Elected officials take notice: support for drug policy reform, and even legalizing marijuana, is no detriment on the campaign trail -- and in fact it can be a key asset to electoral success.
Last night The Colbert Report picked up on a trend that has bubbled up in the past year -- candidates are winning elections by supporting drug policy reform. A growing chorus of political insiders are saying that President Obama could utilize marijuana legalization ballot initiatives in Colorado and Washington to turn out his base -- similar to the way Republicans used same-sex marriage bans to help George W. Bush win reelection in 2004.

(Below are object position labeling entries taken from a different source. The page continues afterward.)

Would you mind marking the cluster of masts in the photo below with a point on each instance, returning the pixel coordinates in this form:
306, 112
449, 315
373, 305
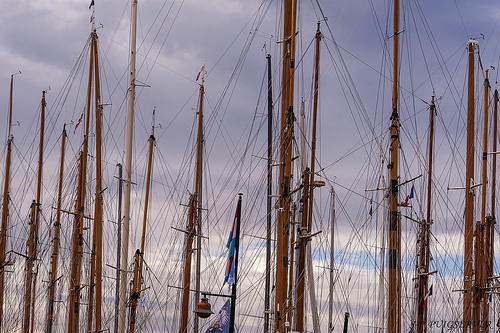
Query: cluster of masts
288, 310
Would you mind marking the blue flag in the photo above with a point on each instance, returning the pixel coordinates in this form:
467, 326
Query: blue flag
410, 196
220, 324
231, 243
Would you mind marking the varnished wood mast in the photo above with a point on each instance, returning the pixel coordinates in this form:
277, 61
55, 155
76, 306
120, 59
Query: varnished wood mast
128, 172
77, 249
469, 196
29, 296
55, 246
307, 198
424, 254
139, 254
285, 172
394, 313
5, 206
95, 284
193, 219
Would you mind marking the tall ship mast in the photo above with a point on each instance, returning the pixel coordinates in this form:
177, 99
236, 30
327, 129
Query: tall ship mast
31, 274
128, 173
194, 223
5, 205
394, 311
282, 309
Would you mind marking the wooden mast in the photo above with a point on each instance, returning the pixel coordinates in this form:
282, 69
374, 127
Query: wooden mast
267, 296
128, 172
29, 299
424, 254
55, 245
332, 256
394, 312
469, 196
491, 220
95, 284
287, 120
307, 198
192, 219
139, 254
77, 249
483, 229
118, 247
5, 205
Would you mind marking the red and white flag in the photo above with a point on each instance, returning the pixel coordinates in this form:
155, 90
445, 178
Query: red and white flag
78, 122
429, 293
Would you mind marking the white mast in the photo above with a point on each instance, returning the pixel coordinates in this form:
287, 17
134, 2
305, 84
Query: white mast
381, 286
128, 173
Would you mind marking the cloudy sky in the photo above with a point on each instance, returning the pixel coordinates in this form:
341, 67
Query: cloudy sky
45, 39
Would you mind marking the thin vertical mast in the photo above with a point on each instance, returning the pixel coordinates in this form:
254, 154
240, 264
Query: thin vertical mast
77, 250
128, 171
139, 254
55, 245
332, 253
423, 266
287, 119
98, 195
381, 281
469, 195
490, 228
310, 277
394, 314
307, 198
267, 302
95, 285
485, 226
192, 220
33, 237
118, 246
5, 205
198, 190
236, 255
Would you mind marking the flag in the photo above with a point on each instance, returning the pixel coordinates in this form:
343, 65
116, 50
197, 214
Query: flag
429, 293
201, 70
220, 324
78, 122
410, 196
231, 242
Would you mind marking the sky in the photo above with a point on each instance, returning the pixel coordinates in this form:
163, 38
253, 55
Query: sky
44, 40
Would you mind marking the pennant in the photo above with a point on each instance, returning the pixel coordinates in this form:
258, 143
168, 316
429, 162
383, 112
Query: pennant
429, 293
201, 70
220, 324
231, 242
78, 122
410, 196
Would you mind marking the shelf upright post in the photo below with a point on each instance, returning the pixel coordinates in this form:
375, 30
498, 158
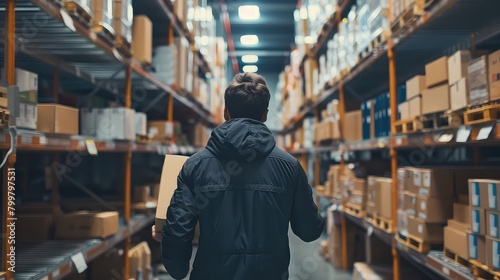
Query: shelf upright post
10, 56
393, 151
55, 85
343, 221
128, 171
170, 108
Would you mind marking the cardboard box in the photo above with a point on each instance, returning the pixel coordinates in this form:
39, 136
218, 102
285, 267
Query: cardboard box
461, 213
352, 122
384, 197
493, 194
435, 182
427, 232
28, 115
54, 118
477, 247
404, 110
459, 95
357, 198
456, 241
171, 168
161, 131
479, 95
436, 99
478, 72
493, 253
122, 123
456, 225
478, 194
357, 185
415, 86
492, 219
142, 193
402, 179
141, 124
43, 223
457, 66
85, 224
478, 221
108, 265
142, 34
436, 72
434, 209
88, 121
494, 90
410, 204
402, 225
415, 106
494, 66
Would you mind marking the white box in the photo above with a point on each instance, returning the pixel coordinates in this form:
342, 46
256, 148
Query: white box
122, 123
103, 123
26, 80
27, 116
141, 123
88, 121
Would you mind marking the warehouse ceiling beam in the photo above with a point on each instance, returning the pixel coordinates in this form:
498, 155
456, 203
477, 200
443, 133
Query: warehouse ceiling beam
9, 59
229, 35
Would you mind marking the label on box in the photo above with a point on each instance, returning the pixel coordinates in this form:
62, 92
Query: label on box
493, 225
427, 180
476, 220
79, 262
492, 196
417, 179
423, 191
495, 254
476, 200
473, 246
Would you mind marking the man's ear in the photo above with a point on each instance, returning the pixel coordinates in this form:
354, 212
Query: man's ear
227, 116
264, 116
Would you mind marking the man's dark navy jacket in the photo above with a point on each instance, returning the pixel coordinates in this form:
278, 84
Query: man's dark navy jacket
245, 192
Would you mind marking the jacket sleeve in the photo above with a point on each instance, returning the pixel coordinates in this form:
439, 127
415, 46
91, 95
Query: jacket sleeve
178, 230
305, 220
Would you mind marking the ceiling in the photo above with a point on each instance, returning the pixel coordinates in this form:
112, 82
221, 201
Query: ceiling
275, 30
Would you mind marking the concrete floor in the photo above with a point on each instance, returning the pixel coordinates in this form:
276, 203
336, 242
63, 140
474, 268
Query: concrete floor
305, 264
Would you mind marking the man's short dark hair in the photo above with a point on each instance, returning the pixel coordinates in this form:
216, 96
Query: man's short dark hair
247, 96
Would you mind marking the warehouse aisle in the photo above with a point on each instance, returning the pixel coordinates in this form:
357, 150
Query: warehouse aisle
305, 264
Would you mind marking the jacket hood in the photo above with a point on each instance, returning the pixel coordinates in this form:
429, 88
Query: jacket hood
241, 140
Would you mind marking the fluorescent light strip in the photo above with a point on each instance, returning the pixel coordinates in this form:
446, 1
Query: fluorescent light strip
249, 40
249, 12
250, 68
249, 58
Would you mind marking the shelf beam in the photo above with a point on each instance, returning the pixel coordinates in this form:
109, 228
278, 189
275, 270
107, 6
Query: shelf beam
9, 58
394, 153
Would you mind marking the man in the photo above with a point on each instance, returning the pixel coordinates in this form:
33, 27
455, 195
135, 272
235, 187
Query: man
244, 191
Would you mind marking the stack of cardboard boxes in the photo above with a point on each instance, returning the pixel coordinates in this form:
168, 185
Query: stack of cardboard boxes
27, 82
484, 217
427, 203
412, 107
457, 231
379, 202
436, 98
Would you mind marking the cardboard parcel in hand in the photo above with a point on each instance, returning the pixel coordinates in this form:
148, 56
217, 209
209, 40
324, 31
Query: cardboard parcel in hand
168, 183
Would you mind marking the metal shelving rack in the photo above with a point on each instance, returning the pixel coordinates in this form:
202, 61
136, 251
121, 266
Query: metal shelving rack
80, 59
440, 31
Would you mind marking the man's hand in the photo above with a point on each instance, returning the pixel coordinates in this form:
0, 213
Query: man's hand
156, 235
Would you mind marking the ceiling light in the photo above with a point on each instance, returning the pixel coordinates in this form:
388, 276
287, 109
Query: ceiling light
309, 40
249, 12
249, 58
249, 40
250, 68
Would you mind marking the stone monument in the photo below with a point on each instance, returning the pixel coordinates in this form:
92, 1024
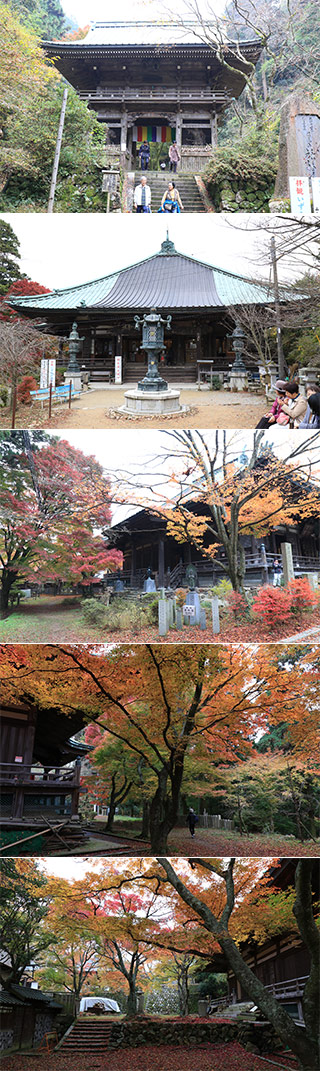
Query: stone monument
152, 395
287, 563
238, 378
73, 373
149, 583
299, 145
192, 606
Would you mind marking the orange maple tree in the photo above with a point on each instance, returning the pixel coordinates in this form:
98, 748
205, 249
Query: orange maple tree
172, 713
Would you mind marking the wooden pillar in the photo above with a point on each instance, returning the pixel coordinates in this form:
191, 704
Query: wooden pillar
29, 739
161, 560
76, 790
199, 346
134, 560
18, 800
213, 126
123, 137
179, 121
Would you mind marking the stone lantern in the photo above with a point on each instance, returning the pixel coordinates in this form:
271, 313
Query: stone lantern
152, 396
153, 341
238, 374
73, 373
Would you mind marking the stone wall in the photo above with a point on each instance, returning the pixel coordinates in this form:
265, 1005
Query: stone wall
44, 1024
255, 1037
6, 1039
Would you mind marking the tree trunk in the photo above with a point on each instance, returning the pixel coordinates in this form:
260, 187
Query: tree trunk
309, 933
111, 811
132, 1000
6, 583
291, 1035
163, 816
146, 821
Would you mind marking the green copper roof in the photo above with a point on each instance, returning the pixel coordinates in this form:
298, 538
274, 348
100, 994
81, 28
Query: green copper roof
167, 281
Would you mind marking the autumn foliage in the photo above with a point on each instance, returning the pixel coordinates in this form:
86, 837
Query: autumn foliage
49, 518
275, 605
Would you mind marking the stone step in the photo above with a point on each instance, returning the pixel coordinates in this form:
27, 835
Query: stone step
185, 183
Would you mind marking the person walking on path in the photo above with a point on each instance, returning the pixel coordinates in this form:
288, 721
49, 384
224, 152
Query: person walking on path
173, 156
171, 200
145, 155
277, 572
314, 403
295, 405
142, 196
309, 419
275, 415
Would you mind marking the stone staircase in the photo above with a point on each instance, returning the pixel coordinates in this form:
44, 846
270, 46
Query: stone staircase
185, 183
88, 1036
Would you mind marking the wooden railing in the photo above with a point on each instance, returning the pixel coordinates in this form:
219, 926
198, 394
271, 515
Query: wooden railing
292, 987
176, 93
17, 773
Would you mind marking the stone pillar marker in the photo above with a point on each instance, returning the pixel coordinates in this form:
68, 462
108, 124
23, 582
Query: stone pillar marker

There have been several major stories over the last month that give credence to this electoral trend:
A few weeks ago in Texas, a former El Paso city councilman, Beto O'Rourke - who had attracted national attention with his advocacy for marijuana legalization - defeated an eight-term incumbent, Silvestre Reyes, who had stoutly defended the drug war. In early 2009, O'Rourke championed a city council resolution calling for a national debate on the legal regulation of currently illicit drugs, prompting Congressman Reyes to threaten cutting off the city's federal funding if it passed. This led to a national discussion about drug policy reform that put O'Rourke in the spotlight for his support of reform.
Earlier last month, the Democratic primary for Attorney General in Oregon featured a similar dynamic. Ellen Rosenblum won a surprising victory over favorite Dwight Holton, in a race in which medical marijuana became a major issue. Rosenblum is supportive of patients' right to safe and legal access to medical marijuana, while her opponent, former Interim U.S. Attorney Dwight Holton, is sharply critical of the state's program. Although Holton was heavily favored early in the race, he was targeted for defeat by supporters of medical marijuana after actively trying to undermine responsible state regulation.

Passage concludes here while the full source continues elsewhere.